Good Friday is always a strange day. What on earth is so “good” about it, you may ask? For Christians, the good news ironically starts here – that Christ died for us, rose for us, prays for us, reigns in power for us. So however dark this day is, we remember the good news was born today, in the midst of the darkness.
It was just a couple months ago, I came back from Israel, having walked the Via Dolorosa, and put my hand onto the hill of Golgotha. This year’s Holy Week is all the more vivid and real.
The darkness of this hour began last night, with our own human failure. Directly after the giving of the New Commandment to us, “to love one another as I have loved you,” as we heard last night before we broke bread, Jesus foretold of the denial of Peter.
In some ways we have all denied and abandoned our God. The story of Peter is the story of ourselves.
Jesus, after explaining that, “Where I am going, you cannot come,” Simon Peter asks him, “Lord, where are you going?” Jesus reiterates: “Where I am going, you cannot follow me now; but you will follow afterward.” Peter said to him, “Lord, why can I not follow you now? I will lay down my life for you?” Jesus predicts that “before the cock crows, you will have denied me three times.”
How similar our lives are to Peter. We want to follow. We want to be on the right path, but sometimes that is just so hard. And we deny Jesus on more levels than just saying, “Jesus? No. I don’t know him.” Our allegiances wane in other ways too.
I have come to realize how similar our paths all are. Whether a single mom struggling to make ends meet, a drug addict fighting the demons of physical addictions, or the oil and gas attorney trudging through daily work, we all have felt times of spiritual bankruptcy, of inadequacy, of the unfulfilled life, the loneliness. Good Friday is a day to come face to face with a God who walks on the road with you.
Amidst life’s trouble, denying Jesus can take many forms. We are good at surrendering to greed, alcohol, the power of money, broken relationships, whatever.
The difficulty is in trusting. The brokenness and questions of life are part of the reality. It is easy to succumb to oppression or difficulty – to think that God denied us, and has abandoned us – when in fact we were the ones who gave up long before.
At the end of the day, we come to know that the way to the Father is hard, and it will require Jesus to help us get there. And in coming to know Jesus, we discover someone who walked through the muck of this life too, who knows about suffering and struggle. Our God can relate.

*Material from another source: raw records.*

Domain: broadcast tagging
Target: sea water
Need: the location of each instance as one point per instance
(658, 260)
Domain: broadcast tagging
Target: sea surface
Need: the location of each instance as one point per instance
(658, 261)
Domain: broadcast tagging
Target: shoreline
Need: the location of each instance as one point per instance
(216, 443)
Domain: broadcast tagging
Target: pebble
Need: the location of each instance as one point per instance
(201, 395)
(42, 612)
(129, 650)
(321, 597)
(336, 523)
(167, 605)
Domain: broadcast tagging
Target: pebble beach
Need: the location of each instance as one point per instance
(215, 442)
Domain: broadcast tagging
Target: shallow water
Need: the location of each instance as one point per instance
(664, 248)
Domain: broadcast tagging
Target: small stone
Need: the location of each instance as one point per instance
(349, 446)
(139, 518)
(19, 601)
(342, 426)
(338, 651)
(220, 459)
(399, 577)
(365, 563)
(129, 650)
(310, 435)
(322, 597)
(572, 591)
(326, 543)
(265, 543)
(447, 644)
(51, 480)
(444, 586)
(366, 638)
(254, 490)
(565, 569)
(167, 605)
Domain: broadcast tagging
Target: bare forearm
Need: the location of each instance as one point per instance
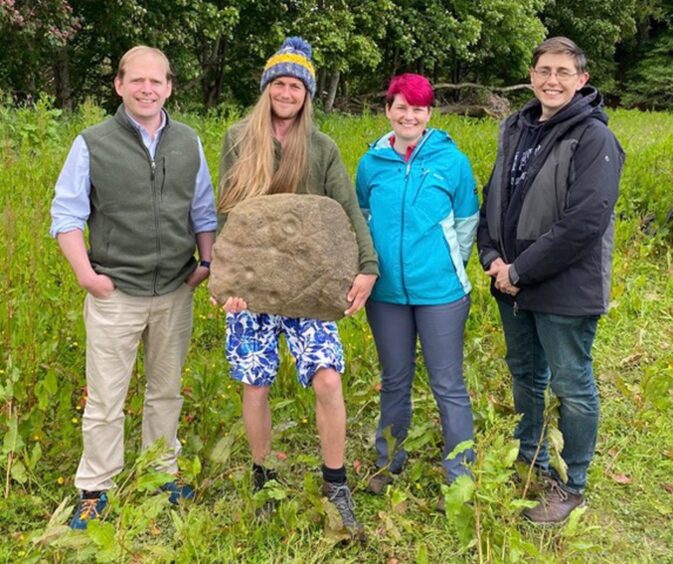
(74, 249)
(204, 243)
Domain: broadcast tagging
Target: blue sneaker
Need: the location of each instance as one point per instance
(178, 491)
(88, 508)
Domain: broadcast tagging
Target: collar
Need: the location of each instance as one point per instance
(410, 148)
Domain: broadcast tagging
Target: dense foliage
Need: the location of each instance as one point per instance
(70, 48)
(42, 395)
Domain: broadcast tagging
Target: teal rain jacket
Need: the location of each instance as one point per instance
(422, 215)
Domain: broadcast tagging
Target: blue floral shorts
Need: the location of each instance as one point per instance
(252, 346)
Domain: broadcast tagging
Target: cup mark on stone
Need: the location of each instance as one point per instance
(273, 298)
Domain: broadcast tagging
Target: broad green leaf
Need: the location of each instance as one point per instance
(103, 534)
(19, 472)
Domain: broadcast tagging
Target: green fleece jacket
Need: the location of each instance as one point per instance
(327, 176)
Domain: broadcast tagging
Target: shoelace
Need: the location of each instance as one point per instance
(343, 491)
(556, 489)
(89, 508)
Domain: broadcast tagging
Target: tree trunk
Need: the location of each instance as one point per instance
(322, 78)
(62, 79)
(331, 95)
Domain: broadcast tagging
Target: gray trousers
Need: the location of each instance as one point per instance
(441, 329)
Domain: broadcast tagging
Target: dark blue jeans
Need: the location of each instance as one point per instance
(543, 350)
(440, 328)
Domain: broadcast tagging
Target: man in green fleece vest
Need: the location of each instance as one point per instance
(141, 183)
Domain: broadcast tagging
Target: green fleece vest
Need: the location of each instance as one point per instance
(140, 230)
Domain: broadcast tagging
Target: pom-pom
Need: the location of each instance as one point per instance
(297, 44)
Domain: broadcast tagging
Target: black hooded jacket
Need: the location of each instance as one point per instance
(556, 226)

Even at the desolation of the cross of Good Friday, we can know most fully that the burning love of Christ is never snuffed out. Oh, we may reenact it with Tenebrae services, and hiding the Christ Candle, but in the darkness, we sit together as a community of love, drawn together by the fire of the Spirit and the love of Christ at the cross.
At the end of the day, despite our remembrance of the tomb, we know that Christ lives on, and we have each other to help us through.
May you find your way in the darkness, and ironically may the darkness give you comfort. May your Friday be “Good.”